It’s the jihad, stupid

On balance, Ohio voters noticed that a jihadist war is being waged against the United States and preferred President Bush to conduct its defense. That’s my take on the Wall Street Journal’s analysis of “How Bush camp won Ohio.”
Coincidentally, today’s Christian Science Monitor carries an instructive rundown on the contents of a safe house operating as an Islamic medical charity in Fallujah: “Fallujah yields up weapons, videos.” The Monitor reports:

The scale of the weapons cache discovered Wednesday by Bravo Company at the suspected Zarqawi charity was the largest found in the city so far – and stashed in such a nondescript collection of buildings that US troops passed by several times without taking a closer look.

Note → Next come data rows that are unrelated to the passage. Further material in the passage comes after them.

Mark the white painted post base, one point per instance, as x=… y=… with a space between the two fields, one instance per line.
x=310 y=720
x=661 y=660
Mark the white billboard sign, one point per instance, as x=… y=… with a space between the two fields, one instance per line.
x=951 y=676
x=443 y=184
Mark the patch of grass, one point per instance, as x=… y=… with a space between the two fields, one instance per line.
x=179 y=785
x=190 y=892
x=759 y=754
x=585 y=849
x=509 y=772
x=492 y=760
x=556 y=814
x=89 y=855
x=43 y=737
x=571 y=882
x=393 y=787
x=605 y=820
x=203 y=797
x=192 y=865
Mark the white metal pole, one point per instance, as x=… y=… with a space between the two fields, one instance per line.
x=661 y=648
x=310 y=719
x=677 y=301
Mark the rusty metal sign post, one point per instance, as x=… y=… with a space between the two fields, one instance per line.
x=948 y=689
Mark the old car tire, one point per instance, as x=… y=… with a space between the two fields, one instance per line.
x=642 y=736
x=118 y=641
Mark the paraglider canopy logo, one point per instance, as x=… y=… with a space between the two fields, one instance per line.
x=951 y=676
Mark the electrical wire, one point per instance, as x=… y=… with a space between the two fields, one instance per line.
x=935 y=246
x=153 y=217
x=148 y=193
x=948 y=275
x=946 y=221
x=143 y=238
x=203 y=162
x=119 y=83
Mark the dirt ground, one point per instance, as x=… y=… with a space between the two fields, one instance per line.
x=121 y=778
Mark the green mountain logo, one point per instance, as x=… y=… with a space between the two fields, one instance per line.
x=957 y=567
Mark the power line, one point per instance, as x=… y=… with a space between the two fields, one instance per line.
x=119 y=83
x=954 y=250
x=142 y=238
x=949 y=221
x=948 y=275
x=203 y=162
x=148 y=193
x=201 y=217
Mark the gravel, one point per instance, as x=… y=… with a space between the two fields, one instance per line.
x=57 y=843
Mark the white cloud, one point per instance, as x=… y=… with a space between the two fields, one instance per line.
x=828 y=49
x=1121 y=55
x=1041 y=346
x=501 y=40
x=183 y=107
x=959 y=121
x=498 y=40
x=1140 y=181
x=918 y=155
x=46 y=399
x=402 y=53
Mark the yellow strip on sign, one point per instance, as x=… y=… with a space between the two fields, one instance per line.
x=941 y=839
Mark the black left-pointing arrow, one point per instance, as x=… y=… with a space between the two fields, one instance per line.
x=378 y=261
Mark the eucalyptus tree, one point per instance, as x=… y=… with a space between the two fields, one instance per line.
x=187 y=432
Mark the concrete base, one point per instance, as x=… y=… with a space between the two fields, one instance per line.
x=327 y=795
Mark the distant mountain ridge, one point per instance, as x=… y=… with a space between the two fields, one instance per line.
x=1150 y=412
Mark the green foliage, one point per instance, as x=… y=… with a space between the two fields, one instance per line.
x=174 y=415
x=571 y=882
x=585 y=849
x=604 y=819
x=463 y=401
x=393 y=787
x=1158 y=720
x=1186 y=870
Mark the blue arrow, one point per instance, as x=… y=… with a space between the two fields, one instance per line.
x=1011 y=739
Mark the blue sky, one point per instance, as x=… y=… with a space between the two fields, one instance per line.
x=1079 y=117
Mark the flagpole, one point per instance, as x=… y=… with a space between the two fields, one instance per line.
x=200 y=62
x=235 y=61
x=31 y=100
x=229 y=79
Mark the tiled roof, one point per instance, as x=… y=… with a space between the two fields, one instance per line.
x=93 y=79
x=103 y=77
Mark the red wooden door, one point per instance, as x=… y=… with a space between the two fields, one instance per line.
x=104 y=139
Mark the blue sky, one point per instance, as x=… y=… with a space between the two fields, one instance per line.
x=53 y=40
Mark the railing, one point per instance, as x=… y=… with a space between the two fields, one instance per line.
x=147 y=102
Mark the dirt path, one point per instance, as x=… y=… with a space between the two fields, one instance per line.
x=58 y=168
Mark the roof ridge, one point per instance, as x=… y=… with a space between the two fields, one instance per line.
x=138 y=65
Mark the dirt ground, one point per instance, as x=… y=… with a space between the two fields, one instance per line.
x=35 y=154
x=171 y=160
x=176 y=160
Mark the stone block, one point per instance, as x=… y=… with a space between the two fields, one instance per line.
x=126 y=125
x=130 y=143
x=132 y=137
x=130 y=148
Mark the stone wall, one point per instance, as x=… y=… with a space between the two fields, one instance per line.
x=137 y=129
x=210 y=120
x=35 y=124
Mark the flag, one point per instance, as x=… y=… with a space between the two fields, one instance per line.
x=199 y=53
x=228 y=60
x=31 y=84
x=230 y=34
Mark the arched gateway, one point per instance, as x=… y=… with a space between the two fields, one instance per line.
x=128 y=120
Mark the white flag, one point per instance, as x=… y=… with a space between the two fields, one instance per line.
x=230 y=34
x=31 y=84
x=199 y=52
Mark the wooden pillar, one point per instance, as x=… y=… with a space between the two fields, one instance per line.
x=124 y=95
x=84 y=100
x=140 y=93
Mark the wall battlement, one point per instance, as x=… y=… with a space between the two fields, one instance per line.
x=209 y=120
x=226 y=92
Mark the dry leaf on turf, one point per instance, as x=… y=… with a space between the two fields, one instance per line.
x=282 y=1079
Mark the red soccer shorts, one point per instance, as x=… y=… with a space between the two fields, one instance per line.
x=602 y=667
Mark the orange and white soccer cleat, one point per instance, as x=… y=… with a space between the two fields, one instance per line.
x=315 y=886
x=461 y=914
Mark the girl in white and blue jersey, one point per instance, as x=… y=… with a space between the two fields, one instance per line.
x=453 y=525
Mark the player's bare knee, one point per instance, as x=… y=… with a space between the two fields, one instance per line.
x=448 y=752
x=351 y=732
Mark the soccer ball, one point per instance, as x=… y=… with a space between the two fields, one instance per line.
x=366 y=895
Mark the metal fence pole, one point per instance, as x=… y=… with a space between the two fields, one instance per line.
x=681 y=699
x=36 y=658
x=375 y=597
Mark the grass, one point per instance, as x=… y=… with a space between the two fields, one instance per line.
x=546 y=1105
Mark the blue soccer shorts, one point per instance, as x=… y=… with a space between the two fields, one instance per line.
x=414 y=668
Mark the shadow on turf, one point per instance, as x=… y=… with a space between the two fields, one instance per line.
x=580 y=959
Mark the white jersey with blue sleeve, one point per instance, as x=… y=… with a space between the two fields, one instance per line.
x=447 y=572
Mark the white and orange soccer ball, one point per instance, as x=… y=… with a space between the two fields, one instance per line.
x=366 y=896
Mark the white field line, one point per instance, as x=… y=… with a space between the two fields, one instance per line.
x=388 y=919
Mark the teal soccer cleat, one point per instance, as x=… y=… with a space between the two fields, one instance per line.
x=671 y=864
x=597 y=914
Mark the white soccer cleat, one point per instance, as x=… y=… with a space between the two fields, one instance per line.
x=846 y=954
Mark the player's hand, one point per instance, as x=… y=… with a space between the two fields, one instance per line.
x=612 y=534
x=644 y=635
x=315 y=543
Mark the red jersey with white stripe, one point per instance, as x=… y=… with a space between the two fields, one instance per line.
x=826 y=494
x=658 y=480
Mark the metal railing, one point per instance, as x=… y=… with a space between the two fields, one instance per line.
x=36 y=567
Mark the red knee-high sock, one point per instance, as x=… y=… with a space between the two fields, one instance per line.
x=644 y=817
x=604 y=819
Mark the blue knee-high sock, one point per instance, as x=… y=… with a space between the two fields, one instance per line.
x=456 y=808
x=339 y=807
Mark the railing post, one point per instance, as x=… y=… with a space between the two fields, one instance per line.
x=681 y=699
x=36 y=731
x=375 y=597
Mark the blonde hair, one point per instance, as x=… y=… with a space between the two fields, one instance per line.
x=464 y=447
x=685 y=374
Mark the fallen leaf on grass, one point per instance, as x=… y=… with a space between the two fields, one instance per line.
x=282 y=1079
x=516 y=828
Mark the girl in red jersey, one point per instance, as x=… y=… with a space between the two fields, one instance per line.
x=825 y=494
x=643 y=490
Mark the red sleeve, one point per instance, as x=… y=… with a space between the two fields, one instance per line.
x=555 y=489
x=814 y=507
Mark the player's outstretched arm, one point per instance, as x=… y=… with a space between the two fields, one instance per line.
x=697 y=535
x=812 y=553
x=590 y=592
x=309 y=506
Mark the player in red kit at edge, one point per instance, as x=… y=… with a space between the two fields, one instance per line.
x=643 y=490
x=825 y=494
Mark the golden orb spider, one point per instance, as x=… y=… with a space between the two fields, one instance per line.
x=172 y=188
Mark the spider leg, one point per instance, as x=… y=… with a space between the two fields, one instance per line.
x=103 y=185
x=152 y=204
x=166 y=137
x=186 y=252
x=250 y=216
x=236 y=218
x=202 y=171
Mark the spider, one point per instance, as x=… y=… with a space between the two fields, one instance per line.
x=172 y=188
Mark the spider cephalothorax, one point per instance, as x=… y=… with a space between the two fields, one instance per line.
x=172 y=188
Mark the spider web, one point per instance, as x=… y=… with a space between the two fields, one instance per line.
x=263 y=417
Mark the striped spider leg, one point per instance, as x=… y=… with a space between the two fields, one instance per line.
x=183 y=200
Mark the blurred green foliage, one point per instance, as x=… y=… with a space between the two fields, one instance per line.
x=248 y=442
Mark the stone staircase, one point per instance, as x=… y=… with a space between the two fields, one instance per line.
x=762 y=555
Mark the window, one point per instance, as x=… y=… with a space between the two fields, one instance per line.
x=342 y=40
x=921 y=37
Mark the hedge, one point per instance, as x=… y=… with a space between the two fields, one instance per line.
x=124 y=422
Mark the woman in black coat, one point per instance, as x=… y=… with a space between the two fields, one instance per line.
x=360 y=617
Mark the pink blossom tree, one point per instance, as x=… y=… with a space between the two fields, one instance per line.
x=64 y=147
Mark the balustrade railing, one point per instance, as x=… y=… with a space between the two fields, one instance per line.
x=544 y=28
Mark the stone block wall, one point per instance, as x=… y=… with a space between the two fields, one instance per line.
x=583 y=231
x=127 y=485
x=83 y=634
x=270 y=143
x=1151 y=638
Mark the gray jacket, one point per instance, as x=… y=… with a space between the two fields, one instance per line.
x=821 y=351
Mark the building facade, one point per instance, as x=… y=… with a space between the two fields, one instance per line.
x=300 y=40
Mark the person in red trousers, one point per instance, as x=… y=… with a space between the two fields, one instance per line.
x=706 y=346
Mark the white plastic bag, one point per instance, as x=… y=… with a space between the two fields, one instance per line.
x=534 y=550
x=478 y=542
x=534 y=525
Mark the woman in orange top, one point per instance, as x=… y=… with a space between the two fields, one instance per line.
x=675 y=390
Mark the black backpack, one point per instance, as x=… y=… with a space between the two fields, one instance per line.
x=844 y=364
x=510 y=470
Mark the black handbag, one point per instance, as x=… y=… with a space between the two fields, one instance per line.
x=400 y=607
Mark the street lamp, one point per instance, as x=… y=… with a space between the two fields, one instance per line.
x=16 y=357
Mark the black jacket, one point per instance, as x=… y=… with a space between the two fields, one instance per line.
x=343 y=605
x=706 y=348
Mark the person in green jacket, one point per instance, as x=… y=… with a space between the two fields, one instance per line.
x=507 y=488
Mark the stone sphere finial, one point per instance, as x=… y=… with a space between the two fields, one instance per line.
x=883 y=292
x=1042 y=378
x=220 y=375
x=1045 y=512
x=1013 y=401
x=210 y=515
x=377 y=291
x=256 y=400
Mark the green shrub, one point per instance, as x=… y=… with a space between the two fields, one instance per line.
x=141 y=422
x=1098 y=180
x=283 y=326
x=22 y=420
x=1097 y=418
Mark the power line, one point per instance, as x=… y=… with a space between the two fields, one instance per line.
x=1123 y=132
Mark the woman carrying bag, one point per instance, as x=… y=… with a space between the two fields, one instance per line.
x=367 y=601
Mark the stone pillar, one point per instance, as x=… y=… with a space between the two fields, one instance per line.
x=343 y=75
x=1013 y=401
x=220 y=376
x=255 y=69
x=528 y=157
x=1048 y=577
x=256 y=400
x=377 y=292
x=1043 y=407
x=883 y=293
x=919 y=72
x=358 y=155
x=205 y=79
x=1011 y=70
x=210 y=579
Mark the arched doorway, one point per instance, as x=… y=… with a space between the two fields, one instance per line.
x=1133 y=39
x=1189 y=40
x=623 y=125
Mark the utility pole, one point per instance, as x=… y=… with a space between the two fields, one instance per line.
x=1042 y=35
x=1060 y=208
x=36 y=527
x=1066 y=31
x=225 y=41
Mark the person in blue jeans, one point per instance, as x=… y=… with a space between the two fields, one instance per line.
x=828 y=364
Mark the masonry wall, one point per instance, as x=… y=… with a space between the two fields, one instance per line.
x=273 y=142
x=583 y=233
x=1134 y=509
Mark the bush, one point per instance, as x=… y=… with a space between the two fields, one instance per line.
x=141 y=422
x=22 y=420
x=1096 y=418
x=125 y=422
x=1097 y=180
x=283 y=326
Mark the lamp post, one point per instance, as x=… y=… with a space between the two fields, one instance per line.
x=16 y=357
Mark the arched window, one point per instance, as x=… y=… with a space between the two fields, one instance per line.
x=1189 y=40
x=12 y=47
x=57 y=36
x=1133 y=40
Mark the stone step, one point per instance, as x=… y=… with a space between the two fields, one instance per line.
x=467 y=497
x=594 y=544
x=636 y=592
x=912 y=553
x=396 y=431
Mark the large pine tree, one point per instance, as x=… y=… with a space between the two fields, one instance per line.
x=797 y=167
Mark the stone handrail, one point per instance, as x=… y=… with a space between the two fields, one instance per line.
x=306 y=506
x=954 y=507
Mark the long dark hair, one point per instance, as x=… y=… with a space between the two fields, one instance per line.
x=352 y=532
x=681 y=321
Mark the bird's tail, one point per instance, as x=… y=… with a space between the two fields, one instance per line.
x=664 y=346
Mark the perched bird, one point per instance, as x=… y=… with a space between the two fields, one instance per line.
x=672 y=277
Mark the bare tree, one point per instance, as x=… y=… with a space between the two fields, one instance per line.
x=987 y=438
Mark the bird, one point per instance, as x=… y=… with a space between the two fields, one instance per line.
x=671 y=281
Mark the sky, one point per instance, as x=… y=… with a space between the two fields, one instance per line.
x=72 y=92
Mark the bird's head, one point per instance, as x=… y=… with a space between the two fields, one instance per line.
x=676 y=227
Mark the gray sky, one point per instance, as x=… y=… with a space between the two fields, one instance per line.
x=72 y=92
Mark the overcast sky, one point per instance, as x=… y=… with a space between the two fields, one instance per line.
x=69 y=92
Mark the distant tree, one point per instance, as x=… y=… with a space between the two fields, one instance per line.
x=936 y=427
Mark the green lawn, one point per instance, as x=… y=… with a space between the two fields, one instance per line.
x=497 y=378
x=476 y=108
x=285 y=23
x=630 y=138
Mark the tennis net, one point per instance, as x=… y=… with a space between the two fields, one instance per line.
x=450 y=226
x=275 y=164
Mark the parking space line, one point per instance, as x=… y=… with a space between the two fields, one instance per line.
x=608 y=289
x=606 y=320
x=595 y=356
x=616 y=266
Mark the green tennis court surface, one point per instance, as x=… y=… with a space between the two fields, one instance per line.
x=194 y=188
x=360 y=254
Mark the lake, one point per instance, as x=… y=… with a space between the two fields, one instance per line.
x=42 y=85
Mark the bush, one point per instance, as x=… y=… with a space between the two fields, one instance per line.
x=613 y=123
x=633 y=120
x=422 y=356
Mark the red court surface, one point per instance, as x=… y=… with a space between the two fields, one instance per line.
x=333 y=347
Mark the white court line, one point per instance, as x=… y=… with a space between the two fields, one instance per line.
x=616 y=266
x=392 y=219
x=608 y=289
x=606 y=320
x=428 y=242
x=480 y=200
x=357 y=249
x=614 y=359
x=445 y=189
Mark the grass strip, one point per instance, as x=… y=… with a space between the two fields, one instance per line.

With an estimated 1,000 pounds of explosives, it could have caused damage up to six city blocks away, if detonated all at once. “Not all this stuff was being used for Fallujah – a lot was being exported out, and used as IEDs and car bombs in Ramadi and elsewhere,” says Colonel Tucker at the downtown site, just 200 yards from the central Hadra Mohamadiya mosque. “This was the central location for planning.”
The weapons store was laid out like an office, and worked under the legal name of the “Islamic Association – Fallujah Branch.” Offices were full of documents about prosthetic limbs, and emergency medical work.
Inside, too, were photographs of staffers handing out International Committee of the Red Cross food and medical packets. Some ICRC equipment still littered the rooms, along with orders for more crutches and wheelchairs.
But also mixed up in the paperwork were pamphlets about calls to jihad, similar to those found in Al Qaeda safe houses in Kabul after the Taliban fell.
Among the documents were listed the aims of the group, which made clear that “caring for those injured on the battlefield” – insurgents – take priority.
“On the surface, it looks real, with the Red Cross,” says an Arabic speaker who went through the documentation. “But their real job is something different…. It’s like a front company. This is a medical facility to help insurgents.”
Ledgers listed big ticket, Iraqi donors. More ledgers were for those receiving cash or food. Outside, garbage sacks were full of car alarms – a favorite for rigging command-detonated car bombs and explosives. Homemade RPGs lay in the dirt, not far from scores of Iraqi-made RPGs, oiled and stacked like cordwood.
Antitank mines and mountains of rockets and mortars of every size and description choked the buildings. An initial explosion of larger ordnance – including 14 SA-7 surface-to-air missiles- – sent a cement mixer flying 120 yards through the air.
Marines used wheelchairs as wheelbarrows Thursday to empty shipping containers of ammunition, gas masks, and mines, for further destruction.